Investigadores estudam fármaco para prevenir obesidade

Foto
Portugueses com excesso de peso

Equipa da Universidade de Coimbra investiga potencialidade de remédio para diabetes tipo 2

Uma equipa de investigadores do Centro de Neurociências e Biologia Celular da Universidade de Coimbra concluiu que a vildagliptina - um fármaco utilizado actualmente na diabetes tipo 2 - também produz efeitos a regular a formação de gordura no organismo e tem potencial para poder vir a ser um fármaco eficaz no combate à obesidade.

Apesar de ser ainda cedo para saber quando é que o produto poderá estar finalizado, os resultados preliminares da investigação mostram que o fármaco pode ajudar a prevenir a obesidade, já que se mostrou eficaz a evitar a acumulação de gordura nas células do organismo que a armazenam. "Ainda é muito cedo para tirar todas as conclusões, mas tendo em conta que este fármaco, nos modelos que desenvolvemos, conseguiu impedir a acumulação de lípidos nas células gordas, poderemos estar na presença de um novo alvo terapêutico para impedir a formação ou a acumulação de mais gordura nessas células", afirma a investigadora Joana Rosmaninho-Salgado.
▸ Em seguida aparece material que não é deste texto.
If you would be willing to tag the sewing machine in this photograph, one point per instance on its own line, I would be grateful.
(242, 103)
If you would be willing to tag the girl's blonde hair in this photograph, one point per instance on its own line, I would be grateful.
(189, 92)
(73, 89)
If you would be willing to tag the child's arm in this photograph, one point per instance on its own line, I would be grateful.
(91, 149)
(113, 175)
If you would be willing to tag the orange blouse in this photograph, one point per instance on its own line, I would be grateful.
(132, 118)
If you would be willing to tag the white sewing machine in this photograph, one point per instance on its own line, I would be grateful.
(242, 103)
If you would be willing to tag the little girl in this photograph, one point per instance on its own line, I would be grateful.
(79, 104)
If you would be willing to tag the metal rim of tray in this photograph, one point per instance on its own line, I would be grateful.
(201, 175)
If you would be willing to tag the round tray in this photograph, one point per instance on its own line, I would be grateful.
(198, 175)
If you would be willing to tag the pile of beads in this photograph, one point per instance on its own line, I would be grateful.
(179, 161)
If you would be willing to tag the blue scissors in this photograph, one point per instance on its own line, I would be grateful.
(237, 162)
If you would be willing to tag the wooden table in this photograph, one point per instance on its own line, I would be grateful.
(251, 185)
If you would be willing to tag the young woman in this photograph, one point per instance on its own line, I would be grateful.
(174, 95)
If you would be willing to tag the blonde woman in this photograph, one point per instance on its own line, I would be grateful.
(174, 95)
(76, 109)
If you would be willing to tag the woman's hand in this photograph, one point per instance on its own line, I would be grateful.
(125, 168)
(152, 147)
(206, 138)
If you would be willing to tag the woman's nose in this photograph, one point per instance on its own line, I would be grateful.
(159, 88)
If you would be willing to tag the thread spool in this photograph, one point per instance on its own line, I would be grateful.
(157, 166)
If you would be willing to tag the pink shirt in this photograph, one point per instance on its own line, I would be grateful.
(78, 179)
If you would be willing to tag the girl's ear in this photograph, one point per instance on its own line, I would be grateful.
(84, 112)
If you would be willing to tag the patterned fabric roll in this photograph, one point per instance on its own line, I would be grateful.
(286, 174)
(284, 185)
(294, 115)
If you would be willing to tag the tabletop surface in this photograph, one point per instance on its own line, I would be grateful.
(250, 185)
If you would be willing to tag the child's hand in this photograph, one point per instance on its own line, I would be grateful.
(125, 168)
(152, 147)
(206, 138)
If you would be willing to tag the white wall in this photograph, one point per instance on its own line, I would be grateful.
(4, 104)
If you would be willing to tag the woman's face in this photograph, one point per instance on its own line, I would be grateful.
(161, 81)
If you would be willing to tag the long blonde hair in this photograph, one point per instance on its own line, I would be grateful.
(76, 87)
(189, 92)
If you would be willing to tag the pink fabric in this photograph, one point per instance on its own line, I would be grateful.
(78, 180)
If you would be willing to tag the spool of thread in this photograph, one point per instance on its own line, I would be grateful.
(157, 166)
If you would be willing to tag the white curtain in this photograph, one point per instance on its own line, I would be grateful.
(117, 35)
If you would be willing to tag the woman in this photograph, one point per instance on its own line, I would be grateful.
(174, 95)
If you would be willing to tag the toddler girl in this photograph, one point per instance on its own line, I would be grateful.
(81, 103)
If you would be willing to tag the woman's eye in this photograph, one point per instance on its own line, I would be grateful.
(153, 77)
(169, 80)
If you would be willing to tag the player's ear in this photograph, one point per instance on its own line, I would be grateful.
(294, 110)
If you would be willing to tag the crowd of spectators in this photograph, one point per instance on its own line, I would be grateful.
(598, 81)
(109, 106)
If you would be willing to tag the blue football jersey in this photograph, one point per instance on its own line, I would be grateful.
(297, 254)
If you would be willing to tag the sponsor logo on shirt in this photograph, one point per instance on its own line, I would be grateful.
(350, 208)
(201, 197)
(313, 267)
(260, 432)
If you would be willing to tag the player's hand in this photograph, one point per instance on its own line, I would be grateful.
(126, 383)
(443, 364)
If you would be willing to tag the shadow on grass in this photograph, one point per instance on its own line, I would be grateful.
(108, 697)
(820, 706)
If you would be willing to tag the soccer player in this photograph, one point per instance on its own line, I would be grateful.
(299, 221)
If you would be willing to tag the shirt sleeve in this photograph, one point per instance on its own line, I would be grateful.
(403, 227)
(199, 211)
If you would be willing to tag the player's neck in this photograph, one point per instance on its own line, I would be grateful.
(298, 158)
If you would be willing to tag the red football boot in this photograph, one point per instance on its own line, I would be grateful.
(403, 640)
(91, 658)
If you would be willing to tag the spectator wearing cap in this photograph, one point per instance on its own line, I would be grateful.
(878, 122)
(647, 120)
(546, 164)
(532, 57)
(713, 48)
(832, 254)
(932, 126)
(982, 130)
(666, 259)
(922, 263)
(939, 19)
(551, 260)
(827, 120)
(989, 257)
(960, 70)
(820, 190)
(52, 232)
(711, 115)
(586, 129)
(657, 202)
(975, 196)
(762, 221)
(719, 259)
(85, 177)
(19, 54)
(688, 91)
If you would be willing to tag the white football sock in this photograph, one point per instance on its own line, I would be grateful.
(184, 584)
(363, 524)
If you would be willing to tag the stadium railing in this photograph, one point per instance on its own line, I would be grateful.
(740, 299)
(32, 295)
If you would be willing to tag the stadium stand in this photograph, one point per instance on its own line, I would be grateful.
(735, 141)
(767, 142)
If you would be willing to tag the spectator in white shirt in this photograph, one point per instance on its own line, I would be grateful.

De acordo com os investigadores, o fármaco poderá vir a ser útil em situações de "pré-obesidade, podendo evitar a passagem para o estado de obesidade em pessoas com excesso de peso, em combinação com outras medidas, nomeadamente cuidados com a alimentação e realização de actividade física". "Mas neste momento ainda não sabemos se tem potencial para levar a que uma pessoa emagreça ou se vai unicamente impedir que a pessoa engorde mais", precisa Joana Rosmaninho-Salgado.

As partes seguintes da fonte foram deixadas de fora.